Por esta altura, já se passaram quase duas horas sobre o começo do primeiro espetáculo da série “Antologia”, que prossegue em outubro no Tivoli, e Jorge Palma, fresquíssimo, voa com toda a leveza sobre as teclas do seu piano, como se pudesse ficar connosco toda a noite, contando como Carlos Tê lhe “espetou” a letra de ‘Valsa dum Homem Carente’ à frente, e de como lhe respondeu com uma música em 15 minutos, ou - num exemplo oposto - de como demorou 30 anos a ter uma ideia para a canção que Carlos do Carmo lhe pedira, explicando a essa luz, e com humor, o duplo sentido do título ‘Canção de Vida’ (ou devida). Também a correspondência com Herberto Helder, a propósito do pedido de desculpas de Jorge Palma por, em 1989, ter gravado uma canção com o título ‘Passos em Volta’, foi recordada entre sorrisos. “Oh Jorge Palma, a gente não tem pachorra para essas coisas”, ter-lhe-á respondido o poeta.

Em entrevista recente, falava-nos a brasileira Bia Ferreira do poder transformador de um espetáculo e daquilo que sempre levamos para casa após assistir aos mesmos.

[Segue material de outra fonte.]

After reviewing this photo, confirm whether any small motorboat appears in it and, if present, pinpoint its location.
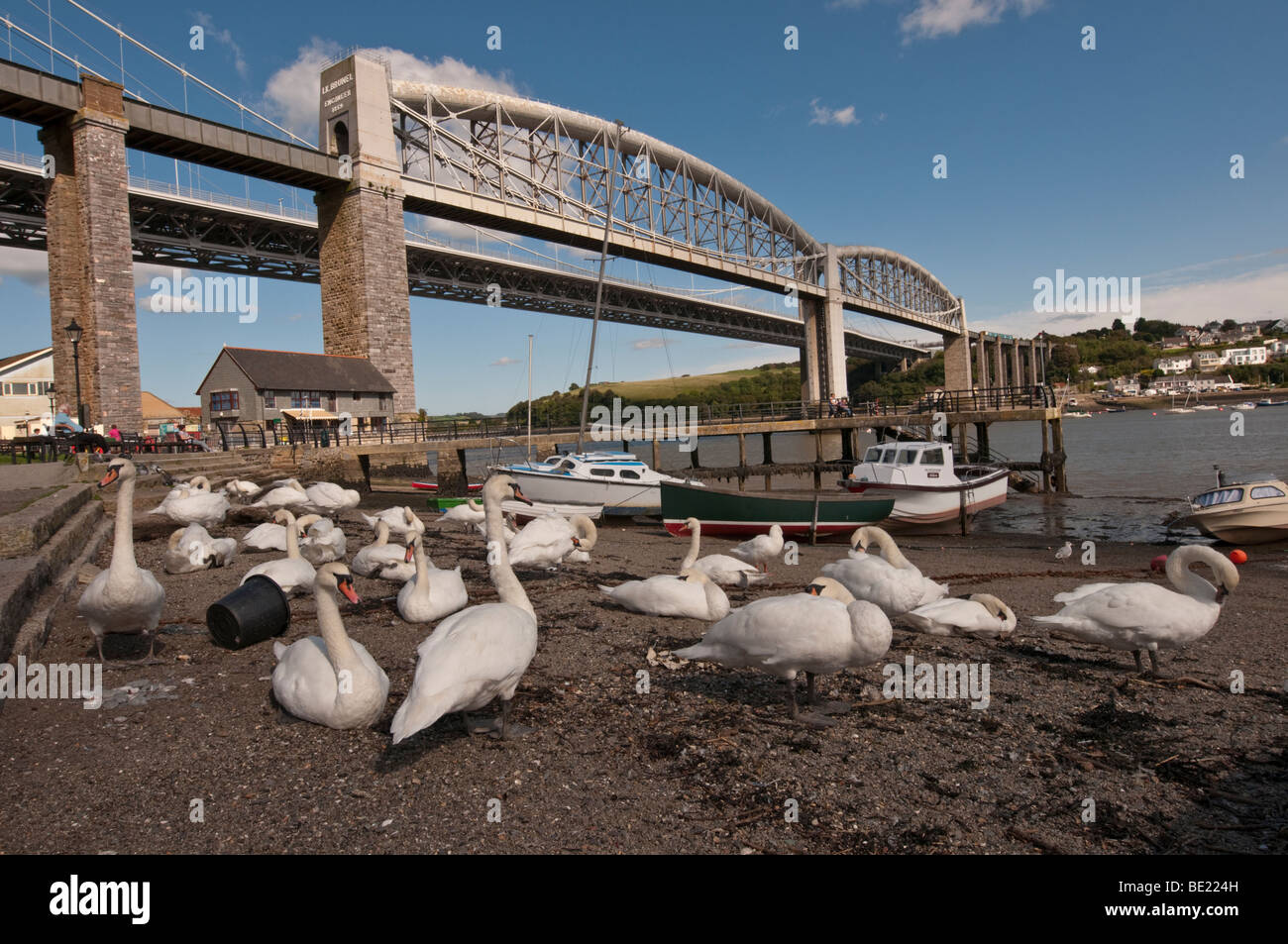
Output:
[840,442,1010,531]
[1168,469,1288,544]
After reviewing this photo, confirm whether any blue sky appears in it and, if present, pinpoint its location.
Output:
[0,0,1288,412]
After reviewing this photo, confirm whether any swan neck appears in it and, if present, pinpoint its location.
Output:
[108,477,138,571]
[483,494,537,619]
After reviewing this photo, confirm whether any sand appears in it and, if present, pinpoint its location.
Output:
[0,496,1288,854]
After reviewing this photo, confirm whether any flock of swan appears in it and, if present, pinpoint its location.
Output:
[77,460,1239,743]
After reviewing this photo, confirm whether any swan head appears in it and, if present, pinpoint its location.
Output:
[483,475,532,505]
[805,577,854,606]
[314,561,362,602]
[98,459,138,488]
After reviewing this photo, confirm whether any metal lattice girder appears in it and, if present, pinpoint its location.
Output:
[827,246,962,334]
[0,156,923,361]
[393,81,823,293]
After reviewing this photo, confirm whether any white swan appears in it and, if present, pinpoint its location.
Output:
[823,527,948,615]
[161,524,237,574]
[675,577,892,725]
[729,524,783,574]
[250,479,309,509]
[76,459,164,662]
[398,535,471,623]
[241,509,317,596]
[1033,545,1239,674]
[149,475,231,528]
[349,522,407,577]
[680,518,769,587]
[390,475,537,744]
[273,563,389,730]
[304,481,362,512]
[599,571,729,622]
[509,514,599,567]
[296,514,347,567]
[438,498,483,524]
[903,593,1015,639]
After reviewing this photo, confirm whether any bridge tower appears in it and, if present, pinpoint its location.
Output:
[40,73,143,433]
[316,52,416,413]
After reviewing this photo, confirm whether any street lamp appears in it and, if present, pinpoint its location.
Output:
[64,318,85,429]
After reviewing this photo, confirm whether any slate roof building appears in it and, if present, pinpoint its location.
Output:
[197,348,394,430]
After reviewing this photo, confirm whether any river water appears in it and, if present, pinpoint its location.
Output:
[445,407,1288,544]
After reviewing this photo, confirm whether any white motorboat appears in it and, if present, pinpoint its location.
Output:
[492,452,702,515]
[840,443,1010,531]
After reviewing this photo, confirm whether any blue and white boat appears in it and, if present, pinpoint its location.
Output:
[492,452,700,515]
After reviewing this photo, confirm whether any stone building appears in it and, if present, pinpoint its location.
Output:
[197,348,394,432]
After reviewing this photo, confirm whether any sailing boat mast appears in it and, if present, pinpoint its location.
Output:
[577,121,622,452]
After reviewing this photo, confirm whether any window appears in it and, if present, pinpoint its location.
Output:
[1194,488,1243,507]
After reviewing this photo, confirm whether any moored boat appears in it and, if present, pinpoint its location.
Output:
[840,443,1010,531]
[1171,479,1288,544]
[660,481,894,537]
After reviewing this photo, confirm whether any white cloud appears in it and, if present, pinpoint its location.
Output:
[808,98,862,128]
[265,38,516,141]
[194,12,250,78]
[899,0,1046,39]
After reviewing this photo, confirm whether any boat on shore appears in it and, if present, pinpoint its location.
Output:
[1168,476,1288,544]
[660,481,894,537]
[489,452,704,515]
[840,443,1010,532]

Se no caso da cantora e ativista brasileira a mensagem será um despertar de consciência social e política, com Jorge Palma o bilhete imaginário que nos colocou no bolso fala em olhar para o outro, sorrir perante a adversidade e encarar cada dia novo com uma sensibilidade poética que é só sua - mas felizmente para todos nós, falantes de Português, é pessoal e transmissível.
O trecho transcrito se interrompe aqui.